Alex gave a great answer, but I'm going to try to expand on a few things I think worth mentioning. Any performance differences are generally small and implementation specific: so don't bet the farm on them.
In CPython, tuples are stored in a single block of memory, so creating a new tuple involves at worst a single call to allocate memory. Lists are allocated in two blocks: the fixed one with all the Python object information and a variable sized block for the data. That's part of the reason why creating a tuple is faster, but it probably also explains the slight difference in indexing speed as there is one fewer pointer to follow.

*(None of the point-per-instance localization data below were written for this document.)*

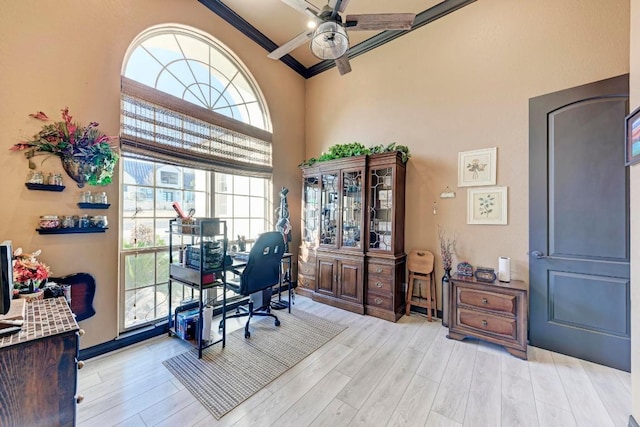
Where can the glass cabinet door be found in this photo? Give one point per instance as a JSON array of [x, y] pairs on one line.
[[329, 209], [381, 210], [310, 210], [352, 209]]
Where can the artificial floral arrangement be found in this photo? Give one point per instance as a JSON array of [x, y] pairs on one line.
[[29, 274], [340, 151], [85, 152], [447, 248]]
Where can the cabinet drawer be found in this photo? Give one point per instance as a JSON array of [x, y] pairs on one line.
[[504, 327], [306, 268], [488, 300], [380, 270], [379, 285], [381, 301], [306, 282]]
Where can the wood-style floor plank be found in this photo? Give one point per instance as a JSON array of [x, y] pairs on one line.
[[483, 407], [452, 396], [585, 403], [374, 373], [335, 414]]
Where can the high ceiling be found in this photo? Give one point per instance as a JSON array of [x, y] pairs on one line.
[[279, 22]]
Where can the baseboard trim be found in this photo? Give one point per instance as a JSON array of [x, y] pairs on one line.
[[152, 331]]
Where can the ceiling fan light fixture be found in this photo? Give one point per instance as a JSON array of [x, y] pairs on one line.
[[329, 41]]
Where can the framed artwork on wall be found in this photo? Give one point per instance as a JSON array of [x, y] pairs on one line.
[[477, 167], [632, 138], [487, 205]]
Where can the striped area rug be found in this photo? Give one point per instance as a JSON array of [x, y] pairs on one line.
[[224, 378]]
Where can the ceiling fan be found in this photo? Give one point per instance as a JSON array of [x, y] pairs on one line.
[[329, 39]]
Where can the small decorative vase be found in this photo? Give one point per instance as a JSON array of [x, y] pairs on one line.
[[445, 296], [77, 170]]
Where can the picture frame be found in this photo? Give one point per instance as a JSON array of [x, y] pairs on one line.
[[632, 138], [487, 205], [477, 167]]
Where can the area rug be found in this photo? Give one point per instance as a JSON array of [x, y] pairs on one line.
[[224, 378]]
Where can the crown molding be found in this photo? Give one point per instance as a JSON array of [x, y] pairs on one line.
[[423, 18]]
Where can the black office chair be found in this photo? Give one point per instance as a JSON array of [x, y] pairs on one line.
[[258, 276]]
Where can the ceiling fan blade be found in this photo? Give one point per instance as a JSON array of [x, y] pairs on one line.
[[380, 21], [341, 8], [302, 6], [343, 64], [291, 44]]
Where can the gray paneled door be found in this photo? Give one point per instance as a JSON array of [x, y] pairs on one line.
[[579, 223]]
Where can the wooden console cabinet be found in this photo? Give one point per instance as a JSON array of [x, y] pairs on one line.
[[494, 312], [352, 252], [38, 368]]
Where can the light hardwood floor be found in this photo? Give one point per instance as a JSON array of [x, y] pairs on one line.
[[375, 373]]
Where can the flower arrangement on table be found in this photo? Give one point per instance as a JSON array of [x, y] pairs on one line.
[[29, 274], [447, 249], [85, 152]]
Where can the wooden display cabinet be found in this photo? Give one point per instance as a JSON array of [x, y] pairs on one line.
[[353, 226]]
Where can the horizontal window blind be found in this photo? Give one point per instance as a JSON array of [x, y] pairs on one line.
[[162, 127]]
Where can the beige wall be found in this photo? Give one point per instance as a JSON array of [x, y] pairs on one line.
[[463, 83], [634, 103], [55, 54]]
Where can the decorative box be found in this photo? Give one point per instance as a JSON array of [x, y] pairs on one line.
[[186, 324], [465, 269], [485, 274]]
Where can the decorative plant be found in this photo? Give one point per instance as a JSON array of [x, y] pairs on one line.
[[447, 248], [28, 272], [85, 152], [340, 151]]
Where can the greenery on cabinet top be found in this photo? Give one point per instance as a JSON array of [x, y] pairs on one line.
[[340, 151]]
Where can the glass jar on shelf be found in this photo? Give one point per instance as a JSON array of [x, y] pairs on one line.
[[99, 221], [35, 177], [86, 197], [100, 198], [68, 221], [49, 221], [84, 222]]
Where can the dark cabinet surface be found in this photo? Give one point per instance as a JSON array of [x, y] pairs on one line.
[[38, 368]]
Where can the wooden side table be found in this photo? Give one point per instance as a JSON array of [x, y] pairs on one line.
[[494, 312]]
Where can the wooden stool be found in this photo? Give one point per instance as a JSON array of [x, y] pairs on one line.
[[420, 266]]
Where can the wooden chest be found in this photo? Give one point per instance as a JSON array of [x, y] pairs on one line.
[[494, 312]]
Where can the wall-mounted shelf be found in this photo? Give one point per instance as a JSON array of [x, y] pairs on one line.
[[70, 230], [44, 187], [94, 205]]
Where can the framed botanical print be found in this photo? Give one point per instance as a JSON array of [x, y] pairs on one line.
[[487, 205], [477, 167]]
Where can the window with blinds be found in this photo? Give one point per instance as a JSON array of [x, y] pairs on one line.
[[194, 130]]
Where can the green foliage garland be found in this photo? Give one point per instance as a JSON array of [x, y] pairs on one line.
[[340, 151]]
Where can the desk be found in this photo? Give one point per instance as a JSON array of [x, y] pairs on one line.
[[39, 367], [286, 259]]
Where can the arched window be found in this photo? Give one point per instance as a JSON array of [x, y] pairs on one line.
[[195, 130]]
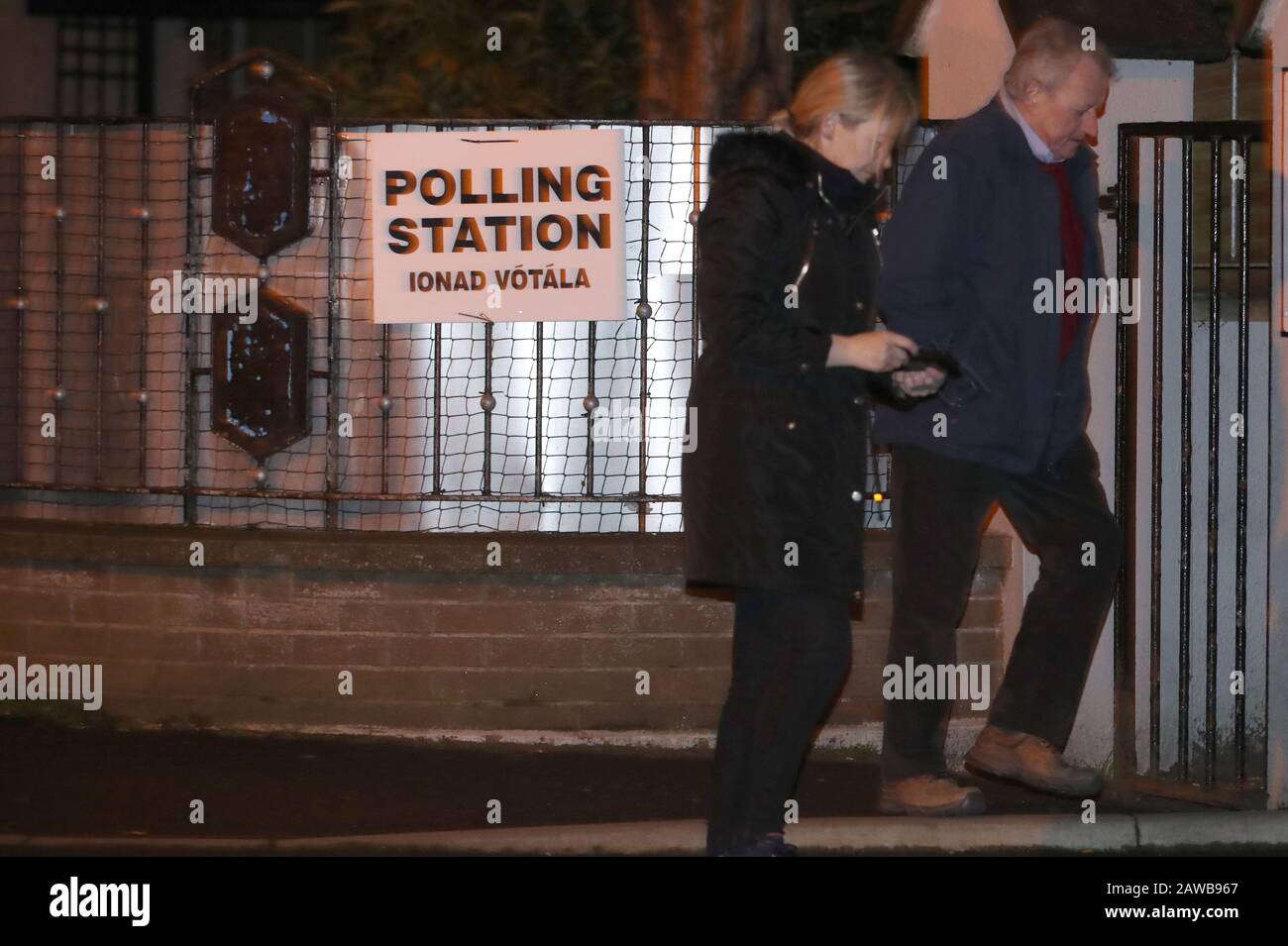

There are also optimisations in CPython to reduce memory allocations: de-allocated list objects are saved on a free list so they can be reused, but allocating a non-empty list still requires a memory allocation for the data. Tuples are saved on 20 free lists for different sized tuples so allocating a small tuple will often not require any memory allocation calls at all.
Optimisations like this are helpful in practice, but they may also make it risky to depend too much on the results of 'timeit' and of course are completely different if you move to something like IronPython where memory allocation works quite differently.